Take away the figure and [sculpture] doesn’t quite know where to go, and I think that is a great advantage. We can go anywhere.
– Anthony Caro
British abstract sculptor Anthony Caro’s (1924-2013) monumental artistic oeuvre is characterised by an unwavering and persistent innovation of form. Throughout his career, he was consistently concerned with the relationship between the viewer and artwork; a relationality that pushed him to produce works interrogating how the human body inhabits and moves through space via pieces of immense scale and delicacy. Though his sculptures vary drastically in size, material, and finish, they are unified by a gestural and conceptual charge typically articulated through a refined architectural, and at times corporeal, visual language. Dissatisfied with what he saw as the limitations of representational sculpture that he encountered in his early career, Caro was an insistent innovator. His output ranges dramatically from monochromatic, sprawling installations and vast activations of space to intricate, ‘table’-based assemblage pieces made from found materials.
Born in Surrey, England in 1924, Caro received a degree in engineering from Christ’s College, Cambridge in 1944 before serving in the Royal Navy until the end of WWII. After the war, he went on to pursue a formal arts education, studying sculpture at the Regent Street Polytechnic from 1946-47 and then furthering his studies at the Royal Academy Schools between 1947 and 1952. Following his training, Caro went on to work as an assistant to famed British sculptor Henry Moore from 1951-53. This was a period of immense professional growth for Caro during which he was able to further his technical abilities, but which also left him feeling somewhat frustrated with Moore’s Modernist, distinctively anthropomorphic approach to sculpture-making.
At this point in his artistic development (the mid-1950s), Caro was mostly making representational bronze figures cast from clay in a similar style to Moore, yet with an overall more gestural and marked aesthetic. It was not until 1959, when a grant from the Ford Foundation allowed him to visit the United States, that his distinctive sculptural language would emerge. While in the US, Caro met many of his American contemporaries who were at that time pushing the limits of painterly and sculptural abstraction – including artists Kenneth Noland, Helen Frankenthaler, and David Smith, as well as the critic Clement Greenberg. These meetings precipitated a major breakthrough in Caro’s practice.
Upon returning to the UK, he began developing his signature style which uses pieces of (often discarded) large-scale industrial steel and aluminium, usually painted in vibrant block colours and arranged in delicate yet imposing choreographies. Prominent works from this period include Twenty Four Hours (1960), Early One Morning (1962) (both now in the Tate collection), and Midday (1960) (now in the collection of the Museum of Modern Art, NY).

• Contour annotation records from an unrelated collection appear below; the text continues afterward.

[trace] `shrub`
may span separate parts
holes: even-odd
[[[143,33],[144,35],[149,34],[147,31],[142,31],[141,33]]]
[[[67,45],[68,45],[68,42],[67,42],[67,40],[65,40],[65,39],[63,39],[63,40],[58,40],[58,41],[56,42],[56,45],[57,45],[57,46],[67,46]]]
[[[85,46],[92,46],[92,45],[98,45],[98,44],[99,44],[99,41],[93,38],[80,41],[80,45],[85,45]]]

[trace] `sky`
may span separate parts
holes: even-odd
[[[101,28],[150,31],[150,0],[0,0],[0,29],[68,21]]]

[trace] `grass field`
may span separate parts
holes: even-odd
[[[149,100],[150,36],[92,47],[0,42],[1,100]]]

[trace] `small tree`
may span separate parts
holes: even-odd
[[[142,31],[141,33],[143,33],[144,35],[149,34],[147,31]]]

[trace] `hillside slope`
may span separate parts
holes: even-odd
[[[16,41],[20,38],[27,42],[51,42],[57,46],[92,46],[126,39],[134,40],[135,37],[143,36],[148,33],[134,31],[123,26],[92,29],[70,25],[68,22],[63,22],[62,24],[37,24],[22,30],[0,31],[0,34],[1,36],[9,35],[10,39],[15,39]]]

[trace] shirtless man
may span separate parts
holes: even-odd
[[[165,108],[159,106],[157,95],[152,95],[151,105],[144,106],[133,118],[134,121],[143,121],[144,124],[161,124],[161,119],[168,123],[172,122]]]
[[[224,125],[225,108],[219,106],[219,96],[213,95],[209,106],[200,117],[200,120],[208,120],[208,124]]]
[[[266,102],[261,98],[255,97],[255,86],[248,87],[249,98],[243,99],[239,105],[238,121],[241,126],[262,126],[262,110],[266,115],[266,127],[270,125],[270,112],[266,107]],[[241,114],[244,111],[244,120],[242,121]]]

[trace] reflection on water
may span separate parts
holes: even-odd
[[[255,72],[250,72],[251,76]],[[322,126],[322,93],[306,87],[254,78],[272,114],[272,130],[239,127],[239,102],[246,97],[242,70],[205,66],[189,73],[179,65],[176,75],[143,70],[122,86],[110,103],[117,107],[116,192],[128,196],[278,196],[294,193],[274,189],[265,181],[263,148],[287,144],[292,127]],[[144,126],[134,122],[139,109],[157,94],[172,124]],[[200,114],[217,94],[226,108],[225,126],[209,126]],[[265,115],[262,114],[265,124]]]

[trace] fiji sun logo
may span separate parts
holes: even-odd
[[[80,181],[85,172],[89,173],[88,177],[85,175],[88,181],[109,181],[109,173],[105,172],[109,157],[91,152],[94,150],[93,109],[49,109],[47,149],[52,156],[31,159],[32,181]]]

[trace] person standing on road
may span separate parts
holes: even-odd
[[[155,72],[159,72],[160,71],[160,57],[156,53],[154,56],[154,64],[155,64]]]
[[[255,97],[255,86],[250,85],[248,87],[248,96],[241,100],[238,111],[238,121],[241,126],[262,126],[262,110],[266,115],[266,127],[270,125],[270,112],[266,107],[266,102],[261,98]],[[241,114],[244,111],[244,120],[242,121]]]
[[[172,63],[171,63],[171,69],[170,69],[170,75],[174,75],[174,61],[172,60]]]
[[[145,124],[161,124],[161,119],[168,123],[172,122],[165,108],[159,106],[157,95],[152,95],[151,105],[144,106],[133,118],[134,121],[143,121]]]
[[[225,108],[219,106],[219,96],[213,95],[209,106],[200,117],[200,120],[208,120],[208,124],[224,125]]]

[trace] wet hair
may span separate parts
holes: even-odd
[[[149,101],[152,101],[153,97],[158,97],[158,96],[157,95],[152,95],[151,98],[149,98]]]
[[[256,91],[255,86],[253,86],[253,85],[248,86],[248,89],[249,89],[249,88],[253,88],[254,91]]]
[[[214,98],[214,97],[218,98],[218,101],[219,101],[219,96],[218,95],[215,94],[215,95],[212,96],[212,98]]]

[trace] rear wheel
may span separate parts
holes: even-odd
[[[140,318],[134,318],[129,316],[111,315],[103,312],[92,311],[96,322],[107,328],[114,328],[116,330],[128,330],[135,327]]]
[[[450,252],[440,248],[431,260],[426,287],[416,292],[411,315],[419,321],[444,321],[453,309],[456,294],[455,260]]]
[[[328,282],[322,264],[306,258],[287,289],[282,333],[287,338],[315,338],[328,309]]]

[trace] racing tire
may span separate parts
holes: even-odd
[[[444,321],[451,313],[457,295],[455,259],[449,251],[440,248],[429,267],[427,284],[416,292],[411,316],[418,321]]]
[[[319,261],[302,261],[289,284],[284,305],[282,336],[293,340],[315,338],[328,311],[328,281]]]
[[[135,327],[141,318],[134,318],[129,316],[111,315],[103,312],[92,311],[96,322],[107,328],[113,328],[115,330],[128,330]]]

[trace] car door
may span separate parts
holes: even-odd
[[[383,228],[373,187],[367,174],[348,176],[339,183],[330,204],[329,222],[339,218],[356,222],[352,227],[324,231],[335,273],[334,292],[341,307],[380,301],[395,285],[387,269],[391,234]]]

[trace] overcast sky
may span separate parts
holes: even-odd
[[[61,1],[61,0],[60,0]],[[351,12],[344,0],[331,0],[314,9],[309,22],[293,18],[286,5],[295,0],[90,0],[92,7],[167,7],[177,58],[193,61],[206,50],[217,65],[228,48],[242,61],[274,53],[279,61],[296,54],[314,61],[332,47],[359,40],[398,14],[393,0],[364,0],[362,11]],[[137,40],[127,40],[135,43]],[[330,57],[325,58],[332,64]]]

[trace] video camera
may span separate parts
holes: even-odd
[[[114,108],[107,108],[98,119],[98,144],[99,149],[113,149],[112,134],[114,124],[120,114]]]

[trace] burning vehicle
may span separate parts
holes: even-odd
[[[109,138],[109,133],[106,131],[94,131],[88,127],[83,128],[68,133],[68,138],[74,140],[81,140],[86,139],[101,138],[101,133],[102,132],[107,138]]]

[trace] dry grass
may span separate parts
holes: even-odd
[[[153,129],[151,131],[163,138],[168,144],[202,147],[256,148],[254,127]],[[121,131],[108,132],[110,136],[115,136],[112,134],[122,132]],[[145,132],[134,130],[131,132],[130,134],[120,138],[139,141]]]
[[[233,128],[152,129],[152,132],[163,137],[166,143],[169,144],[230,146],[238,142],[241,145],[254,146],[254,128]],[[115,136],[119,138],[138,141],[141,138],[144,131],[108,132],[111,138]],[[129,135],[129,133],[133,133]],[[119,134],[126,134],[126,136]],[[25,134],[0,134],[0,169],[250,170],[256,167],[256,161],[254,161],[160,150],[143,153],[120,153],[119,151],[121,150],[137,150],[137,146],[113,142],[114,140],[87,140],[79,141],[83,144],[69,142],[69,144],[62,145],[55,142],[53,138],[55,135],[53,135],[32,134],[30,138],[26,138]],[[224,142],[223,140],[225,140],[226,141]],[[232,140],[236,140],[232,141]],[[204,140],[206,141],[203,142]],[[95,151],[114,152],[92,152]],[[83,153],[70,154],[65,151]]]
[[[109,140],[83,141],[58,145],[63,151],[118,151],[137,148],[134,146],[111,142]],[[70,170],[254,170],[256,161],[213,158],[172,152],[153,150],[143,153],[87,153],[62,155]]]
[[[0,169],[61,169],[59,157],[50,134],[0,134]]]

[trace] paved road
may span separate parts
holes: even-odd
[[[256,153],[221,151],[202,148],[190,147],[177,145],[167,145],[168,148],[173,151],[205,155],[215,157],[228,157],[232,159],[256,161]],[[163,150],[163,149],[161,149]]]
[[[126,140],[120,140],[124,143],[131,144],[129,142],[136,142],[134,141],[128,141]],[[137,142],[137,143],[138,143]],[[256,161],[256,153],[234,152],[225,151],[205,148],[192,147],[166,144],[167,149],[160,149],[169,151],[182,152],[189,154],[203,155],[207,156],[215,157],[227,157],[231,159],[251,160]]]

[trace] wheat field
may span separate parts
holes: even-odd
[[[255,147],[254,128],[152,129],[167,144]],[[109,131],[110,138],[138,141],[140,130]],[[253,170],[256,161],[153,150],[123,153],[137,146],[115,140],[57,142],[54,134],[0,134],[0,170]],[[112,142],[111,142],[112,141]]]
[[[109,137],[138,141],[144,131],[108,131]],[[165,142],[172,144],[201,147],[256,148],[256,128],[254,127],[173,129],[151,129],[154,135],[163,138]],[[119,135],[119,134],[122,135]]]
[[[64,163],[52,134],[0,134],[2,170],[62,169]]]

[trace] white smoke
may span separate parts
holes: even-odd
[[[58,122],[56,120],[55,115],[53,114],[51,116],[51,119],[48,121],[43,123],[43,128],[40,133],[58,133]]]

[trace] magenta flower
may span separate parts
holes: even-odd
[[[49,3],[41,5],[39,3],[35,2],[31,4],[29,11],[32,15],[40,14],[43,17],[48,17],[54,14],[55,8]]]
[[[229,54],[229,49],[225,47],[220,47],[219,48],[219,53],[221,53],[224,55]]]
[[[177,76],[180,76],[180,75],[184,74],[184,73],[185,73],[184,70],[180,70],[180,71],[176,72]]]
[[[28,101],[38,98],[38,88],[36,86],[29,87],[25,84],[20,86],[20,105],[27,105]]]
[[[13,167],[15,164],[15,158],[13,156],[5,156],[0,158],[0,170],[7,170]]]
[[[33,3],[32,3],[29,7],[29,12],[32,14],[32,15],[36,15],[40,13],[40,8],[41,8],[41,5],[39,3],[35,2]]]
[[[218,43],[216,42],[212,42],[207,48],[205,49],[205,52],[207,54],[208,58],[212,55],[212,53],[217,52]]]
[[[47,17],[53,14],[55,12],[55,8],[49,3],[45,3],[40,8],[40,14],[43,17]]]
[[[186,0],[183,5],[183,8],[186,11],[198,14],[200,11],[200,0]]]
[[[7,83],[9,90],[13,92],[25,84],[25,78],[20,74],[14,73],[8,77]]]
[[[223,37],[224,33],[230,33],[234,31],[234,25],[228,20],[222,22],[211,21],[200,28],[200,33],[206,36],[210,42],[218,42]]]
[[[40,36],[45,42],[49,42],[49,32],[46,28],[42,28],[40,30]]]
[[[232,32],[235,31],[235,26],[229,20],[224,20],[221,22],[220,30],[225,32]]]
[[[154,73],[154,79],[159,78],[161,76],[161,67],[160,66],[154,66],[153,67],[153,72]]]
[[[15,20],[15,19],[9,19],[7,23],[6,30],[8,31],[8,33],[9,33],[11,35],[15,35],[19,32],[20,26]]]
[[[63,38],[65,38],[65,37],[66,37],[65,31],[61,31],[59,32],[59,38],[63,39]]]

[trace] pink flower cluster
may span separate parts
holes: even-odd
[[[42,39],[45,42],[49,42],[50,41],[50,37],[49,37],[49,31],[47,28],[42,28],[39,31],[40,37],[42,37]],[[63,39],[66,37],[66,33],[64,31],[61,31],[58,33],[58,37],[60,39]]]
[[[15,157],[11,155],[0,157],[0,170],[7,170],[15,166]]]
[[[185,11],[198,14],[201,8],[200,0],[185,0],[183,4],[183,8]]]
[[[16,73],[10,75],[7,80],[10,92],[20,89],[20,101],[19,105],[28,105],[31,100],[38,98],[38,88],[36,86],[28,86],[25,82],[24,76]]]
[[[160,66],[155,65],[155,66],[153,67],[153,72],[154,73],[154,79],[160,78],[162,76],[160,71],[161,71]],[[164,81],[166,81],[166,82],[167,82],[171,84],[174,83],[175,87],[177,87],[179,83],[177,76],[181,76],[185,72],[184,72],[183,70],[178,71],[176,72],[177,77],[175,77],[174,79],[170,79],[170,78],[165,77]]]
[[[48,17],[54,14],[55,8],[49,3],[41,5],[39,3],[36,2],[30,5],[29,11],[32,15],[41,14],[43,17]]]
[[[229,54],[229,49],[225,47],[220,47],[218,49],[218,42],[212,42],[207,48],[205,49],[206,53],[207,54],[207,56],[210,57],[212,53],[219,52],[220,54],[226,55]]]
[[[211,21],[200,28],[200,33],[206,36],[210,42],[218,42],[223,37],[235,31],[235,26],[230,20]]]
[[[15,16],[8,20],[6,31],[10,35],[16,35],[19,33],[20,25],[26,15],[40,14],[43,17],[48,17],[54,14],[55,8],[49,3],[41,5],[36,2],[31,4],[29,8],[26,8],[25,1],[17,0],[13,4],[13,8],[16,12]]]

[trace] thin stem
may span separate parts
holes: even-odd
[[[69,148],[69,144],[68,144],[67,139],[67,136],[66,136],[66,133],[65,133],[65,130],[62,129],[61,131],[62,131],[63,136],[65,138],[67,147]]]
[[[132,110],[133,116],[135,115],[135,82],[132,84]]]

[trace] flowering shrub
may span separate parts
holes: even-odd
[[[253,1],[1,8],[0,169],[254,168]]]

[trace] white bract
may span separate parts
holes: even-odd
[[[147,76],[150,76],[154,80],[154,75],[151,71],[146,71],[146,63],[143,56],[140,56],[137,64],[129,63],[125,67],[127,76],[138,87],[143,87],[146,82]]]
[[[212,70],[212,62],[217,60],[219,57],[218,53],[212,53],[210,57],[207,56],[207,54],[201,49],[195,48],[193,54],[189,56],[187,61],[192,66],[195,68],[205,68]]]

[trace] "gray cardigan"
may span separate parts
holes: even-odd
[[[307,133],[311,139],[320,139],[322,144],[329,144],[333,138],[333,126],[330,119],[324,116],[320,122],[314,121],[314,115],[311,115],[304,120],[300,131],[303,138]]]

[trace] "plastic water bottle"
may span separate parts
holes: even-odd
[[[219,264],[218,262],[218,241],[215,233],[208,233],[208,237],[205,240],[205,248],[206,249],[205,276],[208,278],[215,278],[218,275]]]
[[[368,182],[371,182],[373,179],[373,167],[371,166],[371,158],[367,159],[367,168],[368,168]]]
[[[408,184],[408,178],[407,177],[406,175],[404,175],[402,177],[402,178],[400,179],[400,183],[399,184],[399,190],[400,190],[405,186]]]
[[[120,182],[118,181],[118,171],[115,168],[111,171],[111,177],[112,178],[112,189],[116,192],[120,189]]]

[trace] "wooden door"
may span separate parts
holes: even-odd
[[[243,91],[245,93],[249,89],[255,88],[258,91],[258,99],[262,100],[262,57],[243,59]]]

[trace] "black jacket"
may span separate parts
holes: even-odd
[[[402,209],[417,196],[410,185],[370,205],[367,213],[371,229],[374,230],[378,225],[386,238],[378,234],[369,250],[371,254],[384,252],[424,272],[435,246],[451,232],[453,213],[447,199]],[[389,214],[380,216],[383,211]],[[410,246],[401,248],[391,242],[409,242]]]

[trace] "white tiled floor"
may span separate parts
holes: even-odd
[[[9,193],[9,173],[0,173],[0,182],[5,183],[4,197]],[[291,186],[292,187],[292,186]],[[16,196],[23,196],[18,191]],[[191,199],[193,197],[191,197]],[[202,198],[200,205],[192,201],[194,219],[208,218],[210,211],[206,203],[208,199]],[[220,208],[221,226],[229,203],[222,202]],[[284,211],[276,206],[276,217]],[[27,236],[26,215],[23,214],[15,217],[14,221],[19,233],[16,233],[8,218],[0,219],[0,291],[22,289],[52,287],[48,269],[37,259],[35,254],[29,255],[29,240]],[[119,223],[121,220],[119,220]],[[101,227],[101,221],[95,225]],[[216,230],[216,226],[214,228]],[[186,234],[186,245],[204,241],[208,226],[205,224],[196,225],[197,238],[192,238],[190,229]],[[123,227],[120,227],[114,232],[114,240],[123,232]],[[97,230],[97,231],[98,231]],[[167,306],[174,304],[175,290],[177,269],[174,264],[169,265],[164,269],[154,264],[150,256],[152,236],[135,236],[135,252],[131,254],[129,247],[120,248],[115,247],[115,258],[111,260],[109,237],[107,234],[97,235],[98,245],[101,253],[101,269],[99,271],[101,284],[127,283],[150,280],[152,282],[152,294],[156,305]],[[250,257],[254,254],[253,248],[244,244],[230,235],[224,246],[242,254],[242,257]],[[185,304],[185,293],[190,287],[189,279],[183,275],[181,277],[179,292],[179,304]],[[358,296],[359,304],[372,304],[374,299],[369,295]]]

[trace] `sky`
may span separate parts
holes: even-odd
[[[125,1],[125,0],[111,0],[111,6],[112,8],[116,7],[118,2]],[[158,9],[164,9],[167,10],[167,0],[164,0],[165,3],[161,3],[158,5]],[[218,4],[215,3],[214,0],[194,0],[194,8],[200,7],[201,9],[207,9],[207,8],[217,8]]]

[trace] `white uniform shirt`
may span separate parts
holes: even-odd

Caro maintained an unwavering innovative impulse throughout his career and very rarely continued along one line of thought or procedure for an extended period. His later works began incorporating additional materials beyond the metals of his seminal pieces – such as Perspex, wood, and clay. Caro’s conceptual intent with sculpture-making was, however, doggedly consistent and the overall bodily or corporeal formal language developed in his early career remained at the forefront of his approach throughout. The relationality between the interior and exterior of form (reflected in the dynamism between the human body and an artwork) is reckoned with across his artistic output.
His work is held in major collections across the world and has been the subject of numerous internationally notable museum and gallery shows. These include multiple presentations at the Venice Biennale (in 1958, 1966, 1999, and 2013) as well as retrospectives at the Museum of Modern Art, New York in 1975 and Tate Britain, London in 2005.